In future, guarantee declarations must contain further information, e.g., that the guarantee is an obligation that exists in addition to the statutory warranty. In future, the guarantee declaration must be made available to the consumer on a durable medium at the latest at the time of delivery of the goods.

  • Knowledge of the buyer of consumer goods harmless:

In connection with a sales contract on consumer goods, neither the buyer´s positive knowledge of defects at the time of conclusion of the sales contract, nor his grossly negligent ignorance excludes warranty claims for material defects according to the new law. In B2B transactions, however, claims for material defects remain excluded if the buyer is aware of the defect.

 

III. Conclusion and Recommendations for Action

The parallel introduction of the new general concept of defects as well as the extended concepts of defects for consumer contracts for the sale of goods with digital elements on the one hand and for consumer contracts for digital products on the other hand ultimately leads to a three-way split of the law on material defects, not necessarily making the legal situation clearer. Moreover, many new definitions and conceptual delimitations and, consequently, of the applicable provisions from one another will only be filled out by case law in the course of the coming years; until then, there will inevitably be some legal uncertainty.
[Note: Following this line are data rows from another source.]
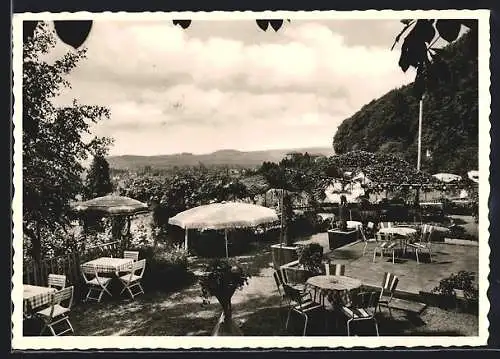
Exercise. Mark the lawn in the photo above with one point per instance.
(256, 309)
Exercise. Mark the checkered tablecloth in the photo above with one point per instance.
(336, 290)
(107, 265)
(35, 296)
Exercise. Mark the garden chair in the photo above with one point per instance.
(388, 287)
(97, 285)
(57, 281)
(132, 255)
(385, 244)
(57, 312)
(300, 304)
(285, 280)
(364, 307)
(424, 244)
(334, 269)
(132, 279)
(385, 224)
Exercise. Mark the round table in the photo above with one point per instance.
(338, 290)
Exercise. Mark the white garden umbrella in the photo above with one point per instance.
(223, 215)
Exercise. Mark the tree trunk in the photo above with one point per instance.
(228, 317)
(36, 246)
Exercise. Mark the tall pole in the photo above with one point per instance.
(419, 155)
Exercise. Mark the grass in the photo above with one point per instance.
(256, 310)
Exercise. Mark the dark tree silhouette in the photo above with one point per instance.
(53, 148)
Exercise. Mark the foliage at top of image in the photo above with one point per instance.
(53, 148)
(389, 125)
(417, 49)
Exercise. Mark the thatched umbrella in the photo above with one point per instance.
(112, 206)
(225, 215)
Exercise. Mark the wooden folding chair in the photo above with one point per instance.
(425, 242)
(57, 281)
(58, 313)
(299, 304)
(97, 285)
(363, 308)
(131, 255)
(132, 280)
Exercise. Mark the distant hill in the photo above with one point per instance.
(246, 159)
(450, 118)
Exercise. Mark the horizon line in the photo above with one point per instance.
(223, 149)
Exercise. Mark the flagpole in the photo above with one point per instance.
(419, 154)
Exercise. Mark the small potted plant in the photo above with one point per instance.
(461, 283)
(342, 235)
(308, 264)
(221, 280)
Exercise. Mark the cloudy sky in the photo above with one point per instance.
(229, 85)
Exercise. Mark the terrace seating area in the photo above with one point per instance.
(356, 292)
(51, 304)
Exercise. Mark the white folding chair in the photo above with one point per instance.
(386, 244)
(334, 269)
(299, 304)
(97, 285)
(57, 312)
(57, 281)
(132, 280)
(131, 255)
(363, 308)
(425, 242)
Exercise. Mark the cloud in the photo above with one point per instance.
(292, 89)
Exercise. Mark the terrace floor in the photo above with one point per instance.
(413, 277)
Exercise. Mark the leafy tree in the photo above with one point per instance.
(53, 148)
(450, 118)
(98, 182)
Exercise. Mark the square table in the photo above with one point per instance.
(35, 296)
(108, 265)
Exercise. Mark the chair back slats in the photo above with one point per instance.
(292, 293)
(57, 280)
(363, 235)
(131, 255)
(135, 267)
(284, 276)
(334, 269)
(389, 283)
(365, 300)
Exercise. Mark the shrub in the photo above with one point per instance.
(463, 280)
(167, 268)
(221, 280)
(311, 257)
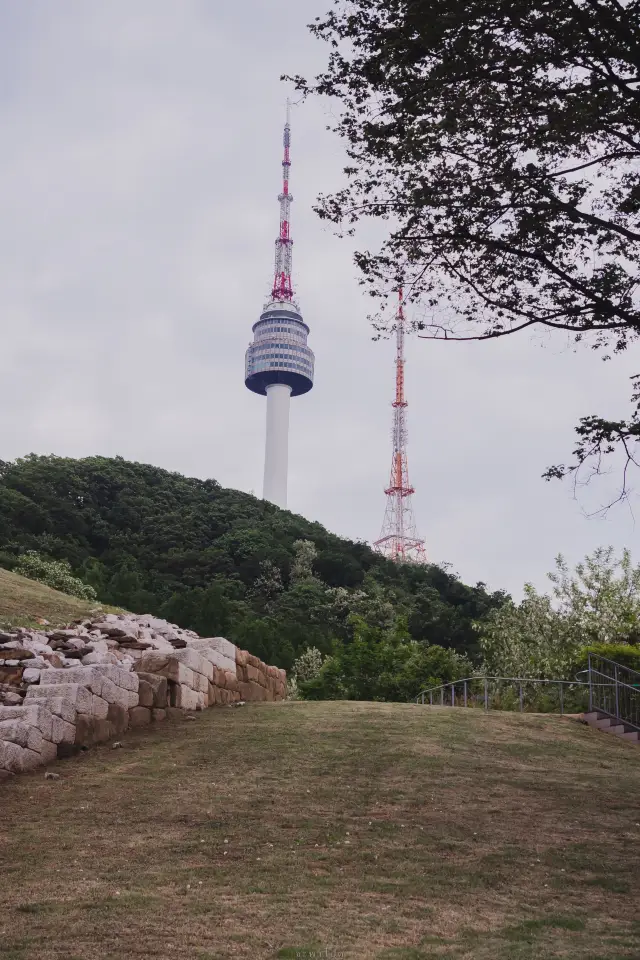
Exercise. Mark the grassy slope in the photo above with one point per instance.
(364, 830)
(23, 601)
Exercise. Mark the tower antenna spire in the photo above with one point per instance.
(282, 285)
(398, 540)
(278, 362)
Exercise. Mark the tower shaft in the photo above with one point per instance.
(276, 454)
(398, 539)
(278, 362)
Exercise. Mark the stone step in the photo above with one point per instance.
(592, 716)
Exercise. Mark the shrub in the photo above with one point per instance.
(53, 573)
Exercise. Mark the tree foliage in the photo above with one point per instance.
(546, 636)
(54, 573)
(221, 562)
(501, 142)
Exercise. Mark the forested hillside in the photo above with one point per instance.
(223, 562)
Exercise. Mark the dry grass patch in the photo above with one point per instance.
(23, 602)
(329, 829)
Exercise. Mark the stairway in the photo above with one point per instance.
(611, 725)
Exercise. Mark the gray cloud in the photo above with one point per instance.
(140, 168)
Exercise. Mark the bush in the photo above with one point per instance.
(53, 573)
(624, 653)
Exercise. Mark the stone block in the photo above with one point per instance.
(145, 694)
(18, 759)
(62, 732)
(113, 693)
(49, 751)
(200, 683)
(25, 735)
(139, 716)
(74, 693)
(11, 674)
(91, 730)
(257, 692)
(159, 687)
(35, 714)
(99, 707)
(167, 667)
(62, 708)
(252, 673)
(230, 680)
(89, 677)
(186, 698)
(195, 661)
(118, 717)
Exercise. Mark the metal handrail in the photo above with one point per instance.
(626, 705)
(445, 686)
(614, 663)
(465, 681)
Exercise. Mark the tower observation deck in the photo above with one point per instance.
(278, 363)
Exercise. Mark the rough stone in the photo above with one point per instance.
(17, 759)
(186, 697)
(159, 686)
(76, 694)
(11, 674)
(24, 734)
(99, 707)
(145, 694)
(200, 683)
(49, 751)
(139, 716)
(16, 653)
(36, 715)
(61, 731)
(118, 717)
(91, 730)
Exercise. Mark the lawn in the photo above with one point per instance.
(334, 830)
(23, 602)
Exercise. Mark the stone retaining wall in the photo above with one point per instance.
(69, 689)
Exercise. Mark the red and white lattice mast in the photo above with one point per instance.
(398, 539)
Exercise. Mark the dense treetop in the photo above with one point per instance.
(221, 561)
(501, 142)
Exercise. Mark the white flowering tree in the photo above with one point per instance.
(599, 602)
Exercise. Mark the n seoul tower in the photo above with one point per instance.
(278, 363)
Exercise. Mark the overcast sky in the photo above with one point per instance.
(140, 165)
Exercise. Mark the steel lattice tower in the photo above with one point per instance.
(278, 362)
(398, 539)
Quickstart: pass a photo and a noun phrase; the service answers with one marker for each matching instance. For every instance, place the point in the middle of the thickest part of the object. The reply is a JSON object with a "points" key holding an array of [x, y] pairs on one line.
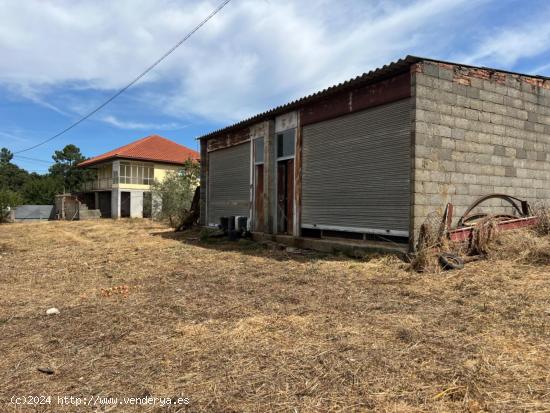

This, for example, also applies to the indeterminate legal terms "customary use" and "usual condition" in connection with the new general concept of defect.

In any case, businesses already need to take action with regard to their contracts:

1. B2B

  • If businesses (on the sales side) want to prevent the application of the objective defect concept in B2B contracts, they must put all general terms and conditions (“GTC”) as well as framework agreements with their B2B customers to the test and – if an amendment of an existing agreement can be negotiated with the respective contractual partner – include a negative quality agreement with respect to individual purchase contracts concluded under these framework agreements from 1 January 2022. In the case of new GTC or future amendments to GTC and new framework agreements, the deviation must be addressed immediately in the contract.
  • With regard to supplier recourse, there may be a need for adjustment or for initial agreement on the part of the seller with regard to a maximum time limit.
  • Furthermore, on the purchasing side, companies should ensure as far as possible by means of possible contract adjustments or by means of regulations in the case of new contracts, that their own (upstream) suppliers are equally obliged to fulfil contractual obligations towards them as they themselves are towards their customers, in particular with regard to the fulfilment of the update obligation.


2. B2C

  • Firstly, on the sales side in B2C business, the update obligation must be contractually represented (GTC as well as individual contracts). Furthermore, any warranty declarations must be adapted to the new legal requirements.
  • Then, taking into account the increased requirements, explicit and separate agreements concerning the deviation of a purchased item from the objective requirements must be implemented (negative quality agreements). Thus, the contractual documents with consumers must be designed in such a way that the consumer is aware when making his contractual declaration that he is acquiring an object of purchase which deviates or may deviate from the objective requirements for the conformity with the contract.
  • The foregoing applies both to general characteristics of the item of sale as well as to the scope and duration of the updating of its digital elements. In this context, where possible, sellers should at the same time expressly and separately agree with their consumer buyers on the duration of the updating as a deviation from the objective requirements for the digital elements – so that the end of the seller's liability for a breach of its updating obligation can be determined.
  • In consumer sales contracts for goods where digital elements are provided on a permanent basis, sellers should also, as far as possible, specify the period of provision of digital elements in the contract with the buyer in order to avoid disputes about the duration of their liability for defects in the digital elements from the outset.